In accordance with the AHA Journal’s implementation of the Transparency and Openness Promotion Guidelines, we have established a public URL, where we will make the metadata, methods used in the analysis, and documentation available to all. The URL is https://precision.heart.org/duke-ninds. Access to the raw data in each of the 4 longitudinal studies is under the purview of National Institutes of Health (ARIC, FHS, and MESA) and the University of Alabama Birmingham (REGARDS). The overall workflow for harmonizing data across observational studies and providing a metadata repository via an interactive site is illustrated in Figure 2.

Figure 2.

Figure 2. Overall workflow for documenting the process of harmonizing data across observational studies and providing the resulting metadata through an interactive site and metadata repository.

Data Sources

We obtained data from 4 cohort studies—REGARDS, FHS, MESA, and ARIC. Institutional review board approval was obtained for access to retrospective data in all studies.

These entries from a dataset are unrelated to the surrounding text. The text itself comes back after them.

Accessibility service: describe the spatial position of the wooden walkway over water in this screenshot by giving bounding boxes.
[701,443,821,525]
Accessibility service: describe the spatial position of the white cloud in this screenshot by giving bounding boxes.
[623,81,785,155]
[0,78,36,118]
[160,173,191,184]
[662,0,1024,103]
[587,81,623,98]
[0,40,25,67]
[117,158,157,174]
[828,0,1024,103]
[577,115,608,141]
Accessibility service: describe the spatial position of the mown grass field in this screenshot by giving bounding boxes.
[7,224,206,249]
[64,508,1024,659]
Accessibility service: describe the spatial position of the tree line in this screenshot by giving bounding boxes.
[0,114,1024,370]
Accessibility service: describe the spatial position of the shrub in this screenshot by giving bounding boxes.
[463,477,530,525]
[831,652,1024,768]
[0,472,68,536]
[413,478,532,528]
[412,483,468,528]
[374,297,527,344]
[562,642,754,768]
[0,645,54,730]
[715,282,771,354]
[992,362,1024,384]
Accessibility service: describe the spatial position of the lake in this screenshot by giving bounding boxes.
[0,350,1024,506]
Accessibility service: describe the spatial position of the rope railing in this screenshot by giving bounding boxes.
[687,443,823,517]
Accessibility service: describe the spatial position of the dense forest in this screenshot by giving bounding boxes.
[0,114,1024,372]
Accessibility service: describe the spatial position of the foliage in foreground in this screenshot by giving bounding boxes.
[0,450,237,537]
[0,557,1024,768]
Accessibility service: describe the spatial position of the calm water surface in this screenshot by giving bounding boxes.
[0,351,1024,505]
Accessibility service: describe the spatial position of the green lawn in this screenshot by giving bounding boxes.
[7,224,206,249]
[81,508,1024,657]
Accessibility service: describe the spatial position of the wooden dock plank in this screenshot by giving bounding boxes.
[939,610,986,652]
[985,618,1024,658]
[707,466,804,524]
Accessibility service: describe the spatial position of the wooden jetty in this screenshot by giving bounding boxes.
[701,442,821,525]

  1. REGARDS is a national, population-based, longitudinal study of risk factors for stroke in adults 45 years or older. A total of 30 239 participants were recruited between January 2003 and October 2007 from all over the United States with a higher concentration of participants from the Southeastern United States.13,18

  2. FHS is an ongoing, longitudinal study that began in 1948 to investigate cardiovascular disease risk factors. It initially recruited an original cohort of 5209 participants from Framingham, MA, and later added an offspring cohort of 5124 participants, who have been assessed 9 times between 1971 and 2014. The study has been widely used as a resource for understanding the risk factors and progression of cardiovascular disease.19

  3. The MESA study is a prospective cohort designed to investigate the prevalence and progression of subclinical cardiovascular disease in community dwelling adults. The study assessed a diverse, population-based sample of 6814 asymptomatic men and women aged 45 to 84 years between 2000 and 2018. The study recruited participants from 6 field centers across the United States, including Wake Forest University, Columbia University, Johns Hopkins University, University of Minnesota, Northwestern University, and University of California, Los Angeles. The cohort consists of 38% White individuals, 28% African American, 22% Hispanic, and 12% Asian individuals (primarily Chinese). The study conducted 6 examinations since July 2000, with each examination period occurring every 18 to 24 months.20

  4. The ARIC study is a multisite, prospective, biracial cohort study that aim to investigate the causes of atherosclerosis and the clinical outcomes in adults from 4 US communities (Washington County, MD; Forsyth County, NC; Jackson, MS; and Minneapolis, MN). The study cohort consists of a randomly selected sample of ≈4000 individuals aged 45 to 64 years from a defined population from each community. The participants enrolled in the study are 15 792 Black and White adults. These participants were re-examined every 3 years with the first screen (baseline) occurring in 1987 to 1989, the second in 1990 to 1992, the third in 1993 to 1995, the fourth examination in 1996 to 1998, and the fifth examination was conducted in 2009.15

Data Extraction

Documentation for the FHS, MESA, and ARIC study variables was obtained through the database of Genotypes and Phenotypes (dbGaP).21 Documentation for the REGARDS study13 was obtained directly through the University of Alabama Birmingham. The documentation and metadata for each individual study variable were extracted, harmonized, and used to provide the following information for each variable: (1) study name; (2) dataset name (the collection of a subset of study variables stored in a file); and (3) description. The time period when variables were measured was extracted from the dataset descriptions and manually annotated. To extract variable documentation for the FHS, MESA, and ARIC studies, we parsed the Extensible Markup Language variable reports provided with the data from dbGaP. For the REGARDS study, a combination of structured plain text files and PDF files were parsed to extract variable documentation.

Data Harmonization

We conducted data harmonization on stroke outcomes, including stroke subtype and their risk factors across the 4 cohorts, based on the previous stroke risk model studies. The current AHA/American Stroke Association prevention of stroke guidelines recommend use of risk prediction models to optimize screening and interventions.2 The Framingham Stroke Risk Profile (Framingham Stroke) estimated 10-year risk of developing stroke using key risk factors identified through epidemiological studies.22,23 Additional prediction tools have been introduced, including the revised Framingham Stroke,24 a risk stratification that only requires self-reported measures from the REGARDS study25 and the Pooled Cohort Equation,26 although the Pooled Cohort Equation was designed to estimate 10-year risk of atherosclerotic cardiovascular disease, defined as myocardial infarction, or any stroke or death from cardiovascular causes. Although there is limited data comparing the performance of these prediction tools in estimating risk of stroke, especially among subgroups defined by sex, race, and age, we included stroke risk factors as defined in these previous stroke risk model studies. Algorithms proposed to date have relied on traditional regression techniques. The potential added predictive value offered by more complex machine learning algorithms is lacking.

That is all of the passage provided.